По утрам, ровно в десять, сад отправляется гулять. У каждой группы свой маршрут. Одна всегда проходит под нашими окнами. И молодой женский голос, то веселый, то раздраженный, чаще равнодушный, повторяет, в сущности, одну и ту же фразу с небольшими вариациями: «Колышкии, объясни нам, что ты увидел в небе», «Колышкин, ты опять стоишь как столб, возьми свою пару за руку».

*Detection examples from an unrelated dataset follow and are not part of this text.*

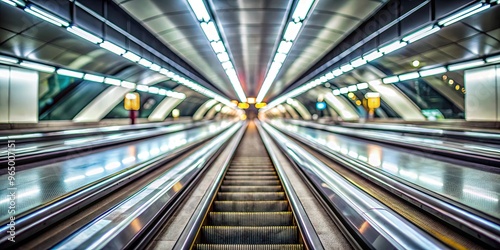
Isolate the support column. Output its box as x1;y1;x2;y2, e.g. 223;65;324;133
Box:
0;65;38;123
464;65;500;121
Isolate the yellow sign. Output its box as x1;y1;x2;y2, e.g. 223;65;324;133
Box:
365;92;380;109
238;102;250;109
255;102;267;109
247;97;255;104
123;93;141;110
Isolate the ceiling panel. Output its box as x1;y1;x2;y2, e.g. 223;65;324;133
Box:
115;0;386;98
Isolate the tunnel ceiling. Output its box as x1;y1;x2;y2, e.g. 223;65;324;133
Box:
324;4;500;87
114;0;386;99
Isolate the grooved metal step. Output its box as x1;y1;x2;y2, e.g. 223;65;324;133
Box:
196;244;304;250
220;185;282;192
196;126;304;250
225;175;278;180
222;180;280;186
226;170;276;178
213;201;288;212
201;226;298;244
228;168;276;173
217;192;285;201
209;212;293;226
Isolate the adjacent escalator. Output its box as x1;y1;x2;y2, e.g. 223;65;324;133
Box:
193;124;304;250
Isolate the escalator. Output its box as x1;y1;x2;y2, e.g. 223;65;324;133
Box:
192;123;304;250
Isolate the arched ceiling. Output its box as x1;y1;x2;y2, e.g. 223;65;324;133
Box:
114;0;387;99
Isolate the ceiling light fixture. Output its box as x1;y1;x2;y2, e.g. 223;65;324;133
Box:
448;59;485;71
56;69;83;78
66;26;102;44
438;2;490;26
99;41;126;55
188;0;210;22
24;5;69;27
256;0;314;102
20;61;56;73
419;67;446;77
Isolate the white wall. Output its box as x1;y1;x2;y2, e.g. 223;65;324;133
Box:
464;65;500;121
0;65;38;123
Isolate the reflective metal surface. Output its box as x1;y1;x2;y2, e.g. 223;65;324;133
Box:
286;120;500;166
272;118;500;218
262;123;445;249
0;122;232;221
55;122;242;249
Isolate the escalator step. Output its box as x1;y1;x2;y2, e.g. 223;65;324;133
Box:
220;185;282;192
196;244;304;250
228;168;276;173
217;192;285;201
224;175;278;180
209;212;293;226
213;201;289;212
201;226;299;244
222;180;280;186
226;170;276;176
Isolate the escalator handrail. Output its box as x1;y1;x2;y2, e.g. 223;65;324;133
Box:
255;120;324;250
262;123;446;249
0;121;236;246
54;123;241;249
268;120;500;246
173;123;247;249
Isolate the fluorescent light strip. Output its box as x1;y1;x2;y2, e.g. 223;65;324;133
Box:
332;69;344;76
382;76;399;84
120;81;136;89
398;72;420;81
201;21;220;41
0;55;19;63
148;87;160;94
351;58;366;68
188;0;210;22
83;74;104;82
419;67;446;77
66;26;102;44
379;41;407;54
56;69;83;78
135;84;149;92
210;41;226;53
283;22;302;41
363;50;384;62
24;5;69;27
274;53;286;63
222;61;234;70
448;59;485;71
340;64;354;73
2;0;17;7
99;41;126;55
292;0;314;21
438;3;483;26
122;51;141;62
486;55;500;63
4;0;234;108
278;41;293;54
356;82;369;90
402;25;441;43
217;52;229;62
104;77;122;86
139;58;153;68
149;63;161;72
20;61;56;73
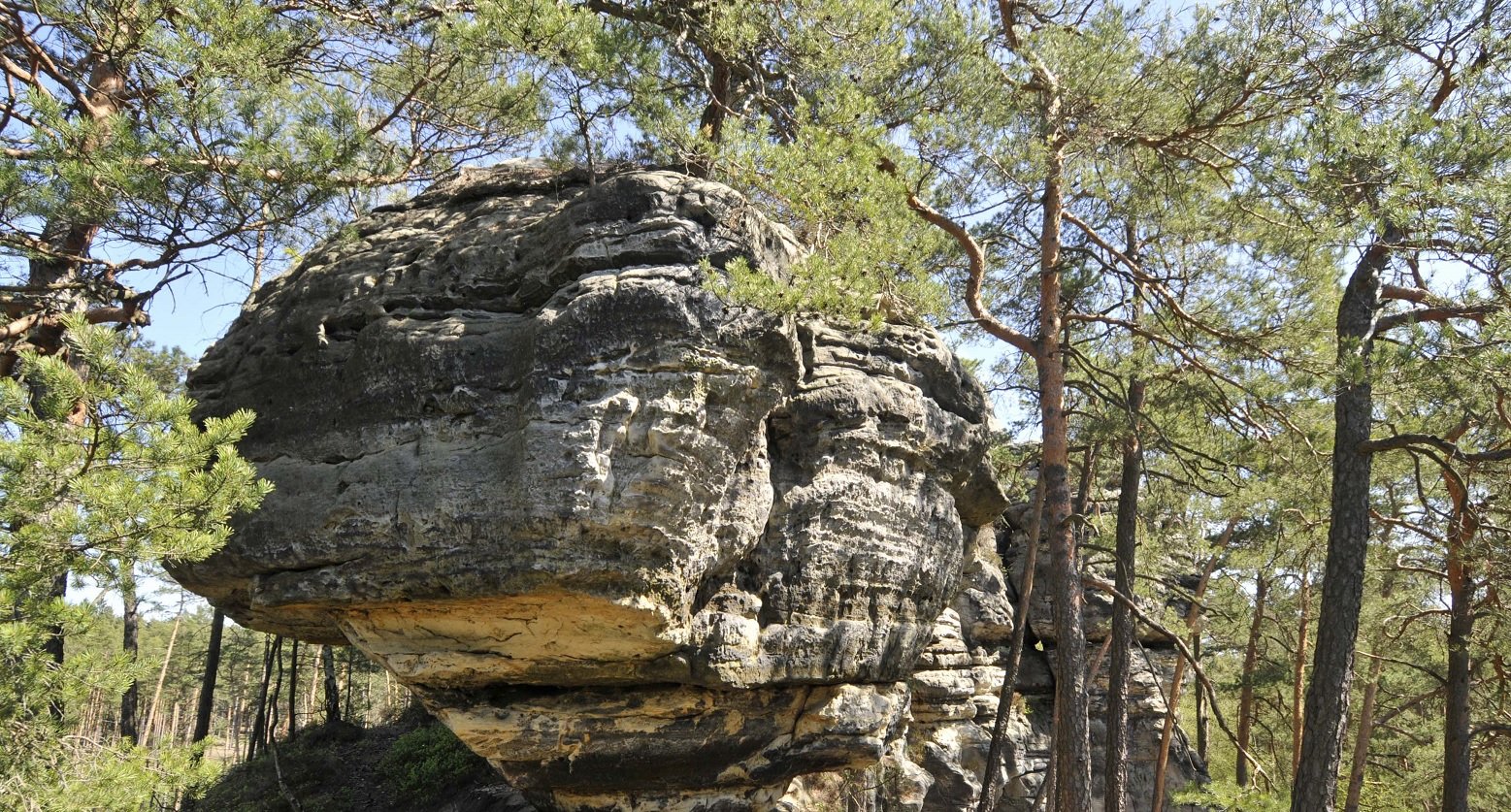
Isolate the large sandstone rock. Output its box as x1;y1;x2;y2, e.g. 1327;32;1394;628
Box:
174;165;1004;812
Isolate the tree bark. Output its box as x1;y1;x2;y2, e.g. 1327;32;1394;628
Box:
147;605;184;739
976;467;1044;812
1148;519;1237;810
189;610;225;742
1343;657;1386;812
1103;377;1144;812
1234;575;1269;787
43;570;68;722
1038;157;1091;812
320;646;342;725
1443;471;1478;812
288;638;299;738
119;560;141;744
1291;559;1311;776
1191;631;1212;763
246;635;274;761
1291;228;1400;812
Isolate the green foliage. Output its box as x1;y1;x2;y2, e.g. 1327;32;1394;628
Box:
0;317;269;809
1171;780;1291;812
378;723;493;804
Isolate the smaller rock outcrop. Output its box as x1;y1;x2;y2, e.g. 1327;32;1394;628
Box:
792;504;1205;812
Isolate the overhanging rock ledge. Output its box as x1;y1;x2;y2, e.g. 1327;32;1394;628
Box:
174;163;1004;812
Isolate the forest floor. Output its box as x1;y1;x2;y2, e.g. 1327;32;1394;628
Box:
193;699;532;812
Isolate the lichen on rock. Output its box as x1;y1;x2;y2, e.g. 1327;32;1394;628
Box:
174;163;1004;812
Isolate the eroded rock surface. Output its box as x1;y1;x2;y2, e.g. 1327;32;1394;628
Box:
789;504;1205;812
176;165;1004;812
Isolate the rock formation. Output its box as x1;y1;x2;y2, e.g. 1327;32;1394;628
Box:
174;165;1009;812
789;504;1205;812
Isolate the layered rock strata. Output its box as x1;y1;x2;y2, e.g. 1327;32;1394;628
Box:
787;504;1205;812
174;165;1004;812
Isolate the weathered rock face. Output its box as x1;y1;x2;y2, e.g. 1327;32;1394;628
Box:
789;504;1205;812
176;165;1004;812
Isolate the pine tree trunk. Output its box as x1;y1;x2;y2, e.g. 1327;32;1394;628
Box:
1443;495;1475;812
246;635;274;761
43;570;68;722
1343;657;1386;812
1036;140;1091;812
976;468;1044;812
288;638;299;738
119;562;141;744
189;610;225;742
320;646;342;725
1150;519;1237;810
1291;234;1400;812
1103;377;1135;812
1291;559;1311;776
147;605;184;736
1191;631;1212;763
1234;576;1269;787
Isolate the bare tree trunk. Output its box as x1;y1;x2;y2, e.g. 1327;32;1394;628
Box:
1148;519;1237;812
320;646;342;725
976;467;1044;812
1291;228;1402;812
119;560;141;744
1038;146;1091;812
1191;631;1212;763
1103;377;1144;812
246;635;274;761
189;610;225;742
1291;557;1311;776
1443;471;1479;812
1343;657;1386;812
43;570;68;722
342;646;356;722
147;605;184;745
288;638;299;738
1234;575;1269;787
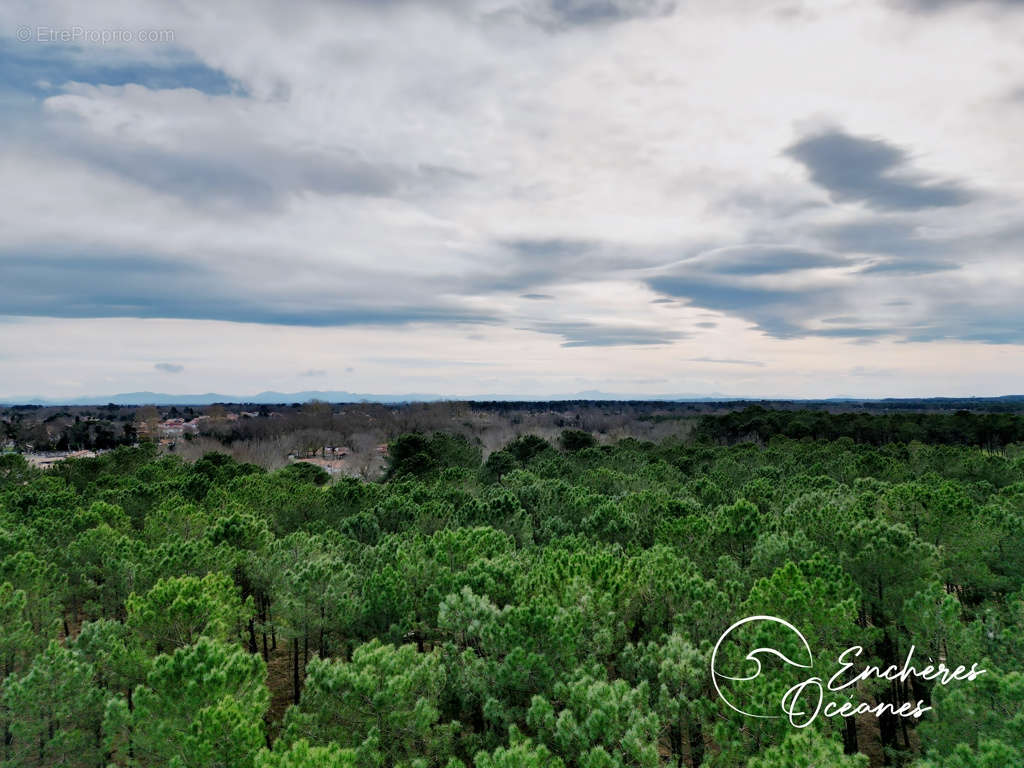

Я подхожу к окну и смотрю: неровно, разноцветно выгибаясь, как обтянутые ситцем мехи детской гармоники, бредут по тротуару ребята. Застревают на каждом шагу, внезапно останавливаются все разом, чтобы разглядеть машину, и нет способа сдвинуть их с места. Я ищу Колышкина и не могу найти вот уже третий год. Сверху, с высоты, попробуй угадай!
Наверное, Колышкин скоро уйдет из нашего детского сада. Что с ним будет дальше? Будет ли он так же непоколебимо отстаивать свою независимость? Не знаю. Пока же я просто уважаю неизвестного мне Колышкина. Он ни разу, ни в одно утро не дрогнул, он учил мужеству быть самим собой; он продолжал смотреть невесть куда, разглядывать невесть что.
…Но при чем тут Колышкин? Ах да! Совсем неясно, как у него будут обстоять дела с деклинацией, когда он вырастет. Как узнаешь? Может быть, просто пойти в сад и взять адрес, а потом через двадцать лет явиться: «Здрасьте, как у вас с деклинацией, товарищ Колышкин?» И если он до того времени устоит, ему будет приятно, Колышкину.